It seemed like I had been wanting to go to India my entire life. That wasn’t strictly true of course but, as the years cycled by, it came more and more to seem that way. Even after we started to travel more, India wasn’t working for us. The reason? My husband and I were both teachers. The only months of the year when we had enough time for the sort of trip we felt India deserved were mid-June to mid-September. Those months pretty much coincided with India’s monsoon season so travel to India was definitely a non-starter.
When we retired, each of us picked a place we wanted to travel to that hadn’t been possible before because of our schedule. No surprise here—I picked India. First, we signed up for a birding tour (a favorite hobby for me and a passion for Vernon) and then we arranged for a private tour that he referred to as “Mammals and Monuments”; of course, my focus in the “mammal” part was seeing tigers. At least one tiger. Accordingly, our tour included visiting five different national parks/tiger reserves—Panna, Bandhavgarh, Kanha, Pench, and Satpura. The birding tour would go to Ranthambhore and Corbett, so altogether we would be in seven well-known tiger areas. Surely, we could manage to see a tiger in at least one of these spots.

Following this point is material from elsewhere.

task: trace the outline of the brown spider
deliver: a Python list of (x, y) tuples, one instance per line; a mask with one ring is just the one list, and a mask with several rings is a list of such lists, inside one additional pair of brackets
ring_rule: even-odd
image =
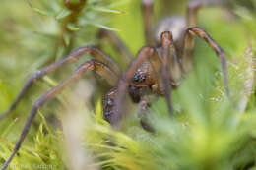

My preparations for India included putting all of Kipling’s works on my Kindle. A colleague mentioned Jim Corbett and I read his masterpiece, Man-eaters of Kumaon. But I also read John Valliant’s much more recent The Tiger: A True Story of Vengeance and Survival. The story of a Siberian tiger who retaliates when a man steals from him was a real eye-opener—and not just because the book also included background on local culture, politics (both local and international), ecological concerns and the balance between living at near-starvation levels and being able to handily survive (perhaps for years) by killing a tiger.
Valliant repeatedly made the point that tigers and men are similar—both remember, analyze, organize and retaliate when a situation calls for action. One of Valliant’s sources, referring to the tiger, said, “Him all same man, only different shirt”; in other words, we and animals are all brothers and sisters under the skin.
It finally happened in Bandhavgarh. We’d taken game rides day after day, straining our eyes in every direction, even though we knew we could not possibly spot one before our experienced, sharp-eyed guides. And when I saw my first wild tiger, it was surprising just how different the experience was from seeing a tiger held captive in a zoo with a moat and fence between us. Lying several yards from the road, the young female was all that a tiger should be: beautiful, regal, graceful, and powerful.
But she was also curious. She radiated curiosity as her eyes wandered over the people who were watching her. She seemed to be questioning our intent in seeking her out—wondering about us, just as we were wondering about her. Then someone whistled, and suddenly she was standing, although the movement was so fast no one actually saw her get to her feet. Then she simply walked away into the jungle and was gone. She’d seen enough of humans, but I knew I’d not seen enough of tigers. I simply had to see more.